Nasa has officially entered a new era of space exploration with the conclusion of its first AI-pilot evaluation on the Red Planet. Following a rigorous month of post-drive analysis, mission scientists confirmed today that the Perseverance rover successfully navigated the Martian wilderness using generative AI.
While the history-making drives took place on December 8 and 10, 2025, the final validation of this data proves that AI can now handle complex off-world navigation with human-like precision.
For nearly three decades, driving a rover meant humans on Earth spent hours painstakingly plotting every metre.
This new milestone proves that vision-language models can slash that planning time significantly.
By analysing high-resolution orbital imagery, the AI identified outcrops and hazardous boulder fields to map a 246-metre path autonomously.
Engineers at the Jet Propulsion Laboratory (JPL) validated the AI’s logic using a digital twin before sending the commands across 225 million kilometres of space.

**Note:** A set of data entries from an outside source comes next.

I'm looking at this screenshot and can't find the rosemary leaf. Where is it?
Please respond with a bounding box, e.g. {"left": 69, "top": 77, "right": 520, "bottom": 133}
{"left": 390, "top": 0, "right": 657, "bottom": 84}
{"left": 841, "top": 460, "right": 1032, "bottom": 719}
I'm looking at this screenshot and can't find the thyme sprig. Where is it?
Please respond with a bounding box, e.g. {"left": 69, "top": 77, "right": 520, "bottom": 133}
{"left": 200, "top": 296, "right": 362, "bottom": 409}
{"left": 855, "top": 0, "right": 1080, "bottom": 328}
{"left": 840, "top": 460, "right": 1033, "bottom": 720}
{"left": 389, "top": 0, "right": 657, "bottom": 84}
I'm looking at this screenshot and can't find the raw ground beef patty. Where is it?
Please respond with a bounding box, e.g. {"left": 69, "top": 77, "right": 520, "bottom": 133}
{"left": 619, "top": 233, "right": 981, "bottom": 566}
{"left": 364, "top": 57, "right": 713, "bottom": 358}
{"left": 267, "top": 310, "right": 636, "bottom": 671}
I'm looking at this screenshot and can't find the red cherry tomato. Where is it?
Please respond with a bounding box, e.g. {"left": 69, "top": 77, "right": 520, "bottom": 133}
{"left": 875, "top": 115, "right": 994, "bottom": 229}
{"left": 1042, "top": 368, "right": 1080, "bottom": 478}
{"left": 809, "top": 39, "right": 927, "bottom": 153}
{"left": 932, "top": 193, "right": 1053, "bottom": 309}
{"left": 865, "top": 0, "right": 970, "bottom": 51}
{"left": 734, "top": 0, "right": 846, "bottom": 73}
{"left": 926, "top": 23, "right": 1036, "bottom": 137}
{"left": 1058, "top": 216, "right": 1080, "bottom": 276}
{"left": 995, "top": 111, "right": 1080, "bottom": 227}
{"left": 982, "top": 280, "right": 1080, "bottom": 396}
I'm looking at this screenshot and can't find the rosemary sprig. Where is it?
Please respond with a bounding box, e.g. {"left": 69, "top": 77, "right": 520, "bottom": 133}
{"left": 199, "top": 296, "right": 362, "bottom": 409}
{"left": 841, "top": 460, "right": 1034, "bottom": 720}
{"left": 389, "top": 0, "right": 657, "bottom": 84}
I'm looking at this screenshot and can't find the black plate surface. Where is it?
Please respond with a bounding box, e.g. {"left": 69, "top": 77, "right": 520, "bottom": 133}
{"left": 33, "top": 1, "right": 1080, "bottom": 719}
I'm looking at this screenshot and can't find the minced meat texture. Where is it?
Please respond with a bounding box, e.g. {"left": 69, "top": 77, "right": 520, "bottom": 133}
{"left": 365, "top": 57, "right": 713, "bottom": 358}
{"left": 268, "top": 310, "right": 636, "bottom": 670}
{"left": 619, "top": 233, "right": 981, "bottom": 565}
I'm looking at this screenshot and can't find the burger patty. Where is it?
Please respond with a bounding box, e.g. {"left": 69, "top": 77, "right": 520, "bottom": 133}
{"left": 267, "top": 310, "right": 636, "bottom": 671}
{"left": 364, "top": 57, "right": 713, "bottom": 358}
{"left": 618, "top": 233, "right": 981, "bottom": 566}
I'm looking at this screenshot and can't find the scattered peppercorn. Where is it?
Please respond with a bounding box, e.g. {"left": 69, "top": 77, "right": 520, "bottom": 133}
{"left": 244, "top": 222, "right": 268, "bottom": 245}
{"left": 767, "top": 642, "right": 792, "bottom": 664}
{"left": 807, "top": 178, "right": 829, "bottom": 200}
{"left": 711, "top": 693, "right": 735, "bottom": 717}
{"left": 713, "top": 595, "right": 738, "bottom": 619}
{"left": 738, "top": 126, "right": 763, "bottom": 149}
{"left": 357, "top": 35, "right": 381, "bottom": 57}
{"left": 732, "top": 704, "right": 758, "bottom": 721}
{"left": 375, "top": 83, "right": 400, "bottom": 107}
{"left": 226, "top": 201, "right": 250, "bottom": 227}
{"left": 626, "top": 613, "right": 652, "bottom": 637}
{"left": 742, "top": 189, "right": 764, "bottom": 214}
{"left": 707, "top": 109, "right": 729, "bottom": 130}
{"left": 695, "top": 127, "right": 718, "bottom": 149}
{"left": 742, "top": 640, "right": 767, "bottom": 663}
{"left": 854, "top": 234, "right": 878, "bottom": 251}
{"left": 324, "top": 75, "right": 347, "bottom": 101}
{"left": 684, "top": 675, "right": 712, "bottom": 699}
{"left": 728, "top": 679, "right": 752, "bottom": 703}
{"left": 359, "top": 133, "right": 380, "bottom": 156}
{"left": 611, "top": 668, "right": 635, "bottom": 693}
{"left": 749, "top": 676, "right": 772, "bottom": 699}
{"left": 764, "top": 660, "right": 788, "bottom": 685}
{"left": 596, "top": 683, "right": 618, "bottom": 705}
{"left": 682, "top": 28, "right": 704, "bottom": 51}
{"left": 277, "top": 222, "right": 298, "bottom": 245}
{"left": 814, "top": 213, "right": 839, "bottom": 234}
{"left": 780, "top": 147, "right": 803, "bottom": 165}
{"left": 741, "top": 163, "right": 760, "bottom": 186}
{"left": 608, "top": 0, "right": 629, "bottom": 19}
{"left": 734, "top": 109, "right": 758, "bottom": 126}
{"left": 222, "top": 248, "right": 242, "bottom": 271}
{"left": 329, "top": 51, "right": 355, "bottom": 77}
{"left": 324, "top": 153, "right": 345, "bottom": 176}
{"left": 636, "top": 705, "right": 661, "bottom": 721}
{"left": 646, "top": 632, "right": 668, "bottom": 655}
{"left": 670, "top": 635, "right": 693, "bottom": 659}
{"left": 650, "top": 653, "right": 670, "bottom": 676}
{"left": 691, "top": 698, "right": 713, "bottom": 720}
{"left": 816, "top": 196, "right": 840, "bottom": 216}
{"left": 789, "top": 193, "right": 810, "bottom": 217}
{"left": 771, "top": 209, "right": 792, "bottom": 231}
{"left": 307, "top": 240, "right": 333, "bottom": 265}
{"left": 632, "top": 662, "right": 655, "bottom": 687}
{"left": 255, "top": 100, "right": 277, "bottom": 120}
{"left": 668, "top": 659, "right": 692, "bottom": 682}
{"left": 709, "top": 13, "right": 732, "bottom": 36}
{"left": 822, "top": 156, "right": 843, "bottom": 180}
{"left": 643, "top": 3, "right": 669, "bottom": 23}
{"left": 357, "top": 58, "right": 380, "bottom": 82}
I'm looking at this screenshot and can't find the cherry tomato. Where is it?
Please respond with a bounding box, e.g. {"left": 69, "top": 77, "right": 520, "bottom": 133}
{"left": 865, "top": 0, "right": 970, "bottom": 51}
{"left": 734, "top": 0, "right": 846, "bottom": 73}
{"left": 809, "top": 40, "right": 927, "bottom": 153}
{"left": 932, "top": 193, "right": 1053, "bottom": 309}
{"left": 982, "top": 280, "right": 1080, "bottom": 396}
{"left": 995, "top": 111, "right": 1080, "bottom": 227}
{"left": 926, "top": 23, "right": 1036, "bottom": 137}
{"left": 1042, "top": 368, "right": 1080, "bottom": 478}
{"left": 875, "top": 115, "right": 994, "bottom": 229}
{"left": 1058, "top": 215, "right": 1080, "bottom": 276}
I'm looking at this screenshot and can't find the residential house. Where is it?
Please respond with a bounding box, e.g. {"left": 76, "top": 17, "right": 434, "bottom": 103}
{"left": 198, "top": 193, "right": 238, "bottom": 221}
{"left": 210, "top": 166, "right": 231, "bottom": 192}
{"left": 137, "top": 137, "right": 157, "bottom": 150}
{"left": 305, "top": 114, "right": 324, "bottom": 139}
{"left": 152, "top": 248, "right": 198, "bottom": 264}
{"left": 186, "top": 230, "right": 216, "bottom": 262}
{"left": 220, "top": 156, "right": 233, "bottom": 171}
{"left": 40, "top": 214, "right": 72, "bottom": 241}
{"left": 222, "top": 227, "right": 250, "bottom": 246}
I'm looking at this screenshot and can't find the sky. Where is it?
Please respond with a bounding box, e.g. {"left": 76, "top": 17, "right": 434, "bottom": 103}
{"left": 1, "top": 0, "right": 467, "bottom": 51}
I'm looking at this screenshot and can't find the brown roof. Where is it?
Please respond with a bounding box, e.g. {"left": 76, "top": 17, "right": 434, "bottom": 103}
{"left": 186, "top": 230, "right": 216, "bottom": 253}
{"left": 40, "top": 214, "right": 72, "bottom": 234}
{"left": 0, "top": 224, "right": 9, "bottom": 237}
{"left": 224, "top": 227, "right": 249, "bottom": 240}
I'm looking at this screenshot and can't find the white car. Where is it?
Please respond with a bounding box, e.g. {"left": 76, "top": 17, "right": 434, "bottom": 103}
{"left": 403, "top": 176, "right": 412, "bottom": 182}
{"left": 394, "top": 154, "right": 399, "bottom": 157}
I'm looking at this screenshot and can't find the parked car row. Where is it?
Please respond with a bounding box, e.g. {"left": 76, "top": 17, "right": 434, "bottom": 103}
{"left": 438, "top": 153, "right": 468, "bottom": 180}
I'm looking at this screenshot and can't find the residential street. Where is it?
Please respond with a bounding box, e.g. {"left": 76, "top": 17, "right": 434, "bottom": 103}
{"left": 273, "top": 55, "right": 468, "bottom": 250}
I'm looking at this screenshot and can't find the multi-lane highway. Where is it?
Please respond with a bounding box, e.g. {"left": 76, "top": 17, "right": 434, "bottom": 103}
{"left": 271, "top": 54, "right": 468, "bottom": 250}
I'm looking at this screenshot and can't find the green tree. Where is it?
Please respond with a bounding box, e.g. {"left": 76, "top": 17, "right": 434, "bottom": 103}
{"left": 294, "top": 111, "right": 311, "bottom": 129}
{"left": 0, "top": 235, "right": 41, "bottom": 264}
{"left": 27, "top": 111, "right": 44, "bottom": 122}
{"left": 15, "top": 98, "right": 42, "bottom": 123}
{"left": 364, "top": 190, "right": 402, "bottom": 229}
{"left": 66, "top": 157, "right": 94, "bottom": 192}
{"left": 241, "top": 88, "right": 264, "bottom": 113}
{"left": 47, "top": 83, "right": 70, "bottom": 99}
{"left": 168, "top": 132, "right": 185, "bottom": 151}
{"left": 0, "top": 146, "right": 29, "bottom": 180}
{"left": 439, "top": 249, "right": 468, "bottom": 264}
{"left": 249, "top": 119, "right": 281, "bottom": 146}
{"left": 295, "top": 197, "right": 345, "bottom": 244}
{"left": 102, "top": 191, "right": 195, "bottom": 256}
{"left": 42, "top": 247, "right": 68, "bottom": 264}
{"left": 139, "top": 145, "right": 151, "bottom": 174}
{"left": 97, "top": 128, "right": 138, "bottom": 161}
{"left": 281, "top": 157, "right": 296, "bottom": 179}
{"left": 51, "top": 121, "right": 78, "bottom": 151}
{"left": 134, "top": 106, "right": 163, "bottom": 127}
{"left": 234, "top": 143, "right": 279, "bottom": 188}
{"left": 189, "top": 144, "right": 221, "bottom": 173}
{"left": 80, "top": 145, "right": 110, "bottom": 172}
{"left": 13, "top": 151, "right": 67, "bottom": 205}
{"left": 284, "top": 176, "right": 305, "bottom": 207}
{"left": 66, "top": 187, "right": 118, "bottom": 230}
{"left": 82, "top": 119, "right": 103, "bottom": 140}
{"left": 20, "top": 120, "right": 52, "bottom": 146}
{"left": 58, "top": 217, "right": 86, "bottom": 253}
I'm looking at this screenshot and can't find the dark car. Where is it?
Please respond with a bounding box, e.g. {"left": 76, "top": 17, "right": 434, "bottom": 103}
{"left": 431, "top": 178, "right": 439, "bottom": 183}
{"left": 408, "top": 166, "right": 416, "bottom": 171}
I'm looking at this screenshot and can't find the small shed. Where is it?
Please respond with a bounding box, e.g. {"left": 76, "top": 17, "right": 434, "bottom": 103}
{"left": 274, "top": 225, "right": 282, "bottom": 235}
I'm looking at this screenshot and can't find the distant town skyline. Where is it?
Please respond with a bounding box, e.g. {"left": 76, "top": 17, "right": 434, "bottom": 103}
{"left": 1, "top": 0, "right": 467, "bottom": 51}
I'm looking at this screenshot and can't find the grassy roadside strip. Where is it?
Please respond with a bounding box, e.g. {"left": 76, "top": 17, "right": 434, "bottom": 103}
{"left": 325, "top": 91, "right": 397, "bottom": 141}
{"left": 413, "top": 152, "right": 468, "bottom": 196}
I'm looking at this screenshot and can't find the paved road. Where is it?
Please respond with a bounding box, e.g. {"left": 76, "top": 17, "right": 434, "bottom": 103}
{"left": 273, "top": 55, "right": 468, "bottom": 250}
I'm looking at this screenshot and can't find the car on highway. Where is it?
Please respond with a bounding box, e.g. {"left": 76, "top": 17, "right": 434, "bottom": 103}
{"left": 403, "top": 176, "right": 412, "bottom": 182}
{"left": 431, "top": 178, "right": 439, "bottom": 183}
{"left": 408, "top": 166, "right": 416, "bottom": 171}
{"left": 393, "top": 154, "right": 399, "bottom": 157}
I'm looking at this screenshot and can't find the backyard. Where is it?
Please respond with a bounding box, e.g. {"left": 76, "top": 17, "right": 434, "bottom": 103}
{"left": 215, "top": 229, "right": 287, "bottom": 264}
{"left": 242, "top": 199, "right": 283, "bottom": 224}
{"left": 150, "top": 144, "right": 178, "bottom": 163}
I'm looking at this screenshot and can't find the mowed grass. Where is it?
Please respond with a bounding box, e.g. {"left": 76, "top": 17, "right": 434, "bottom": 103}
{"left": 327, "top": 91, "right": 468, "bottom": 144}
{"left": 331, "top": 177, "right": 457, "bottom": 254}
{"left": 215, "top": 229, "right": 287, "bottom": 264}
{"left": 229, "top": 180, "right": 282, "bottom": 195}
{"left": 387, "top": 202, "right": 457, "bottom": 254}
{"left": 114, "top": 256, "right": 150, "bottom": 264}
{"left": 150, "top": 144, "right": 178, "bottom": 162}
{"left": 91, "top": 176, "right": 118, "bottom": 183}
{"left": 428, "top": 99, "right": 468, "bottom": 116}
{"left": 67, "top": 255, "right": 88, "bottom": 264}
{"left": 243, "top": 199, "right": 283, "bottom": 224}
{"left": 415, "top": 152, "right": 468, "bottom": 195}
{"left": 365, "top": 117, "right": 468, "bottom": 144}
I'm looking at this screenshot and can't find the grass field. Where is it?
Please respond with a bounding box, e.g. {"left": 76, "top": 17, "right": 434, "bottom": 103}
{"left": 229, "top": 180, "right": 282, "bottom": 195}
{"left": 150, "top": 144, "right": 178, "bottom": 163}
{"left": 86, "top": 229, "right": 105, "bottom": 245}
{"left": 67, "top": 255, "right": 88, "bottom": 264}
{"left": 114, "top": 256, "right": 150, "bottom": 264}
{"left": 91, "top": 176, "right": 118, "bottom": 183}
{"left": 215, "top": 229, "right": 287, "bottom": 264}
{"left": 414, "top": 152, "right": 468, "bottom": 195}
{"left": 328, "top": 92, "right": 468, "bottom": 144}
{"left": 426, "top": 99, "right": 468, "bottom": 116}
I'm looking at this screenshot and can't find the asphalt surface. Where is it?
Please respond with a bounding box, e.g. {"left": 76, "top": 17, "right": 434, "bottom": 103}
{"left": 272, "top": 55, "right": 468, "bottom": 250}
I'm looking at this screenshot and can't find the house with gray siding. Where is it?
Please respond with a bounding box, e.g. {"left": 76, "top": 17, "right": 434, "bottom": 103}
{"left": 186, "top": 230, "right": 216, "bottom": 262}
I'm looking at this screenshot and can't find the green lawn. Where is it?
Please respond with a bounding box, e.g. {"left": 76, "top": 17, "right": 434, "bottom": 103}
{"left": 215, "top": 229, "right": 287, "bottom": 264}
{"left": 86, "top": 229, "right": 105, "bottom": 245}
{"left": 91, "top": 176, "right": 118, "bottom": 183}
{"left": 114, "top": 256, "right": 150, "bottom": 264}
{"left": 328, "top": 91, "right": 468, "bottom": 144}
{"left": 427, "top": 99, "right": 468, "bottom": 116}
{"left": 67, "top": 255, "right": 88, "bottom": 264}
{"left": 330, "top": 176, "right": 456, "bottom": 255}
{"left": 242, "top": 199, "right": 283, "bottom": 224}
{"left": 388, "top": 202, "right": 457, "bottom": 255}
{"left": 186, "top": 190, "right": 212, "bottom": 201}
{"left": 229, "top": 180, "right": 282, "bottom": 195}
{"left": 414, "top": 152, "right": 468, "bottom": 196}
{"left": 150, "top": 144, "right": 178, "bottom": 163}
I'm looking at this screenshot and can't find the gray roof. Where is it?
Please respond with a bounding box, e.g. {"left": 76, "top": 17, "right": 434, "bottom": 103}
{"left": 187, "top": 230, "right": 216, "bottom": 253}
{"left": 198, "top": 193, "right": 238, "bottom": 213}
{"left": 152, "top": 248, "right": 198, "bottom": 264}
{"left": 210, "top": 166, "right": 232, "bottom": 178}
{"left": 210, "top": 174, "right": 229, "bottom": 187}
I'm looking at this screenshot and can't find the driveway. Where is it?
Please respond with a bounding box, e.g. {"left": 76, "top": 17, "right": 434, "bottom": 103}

This breakthrough arrives at a turning point for Nasa. With recent workforce reductions and budget constraints, autonomous tools have shifted from being a luxury to a survival necessity.
With fewer human operators in the control room, AI allows the mission to maintain a rapid pace of discovery.
Roboticist Vandi Verma noted that AI will eventually handle kilometre-scale drives, ensuring that 100 per cent of the rover's time is spent on science rather than tedious route mapping.
The success of these December drives provides a vital blueprint for the Artemis programme.
To establish a permanent presence on the Moon and eventually Mars, Nasa requires AI that will be capable of making split-second decisions on-site.
Perseverance is proving that the collective wisdom of Nasa engineers can now be encoded into intelligent systems that work even when Earth is out of reach.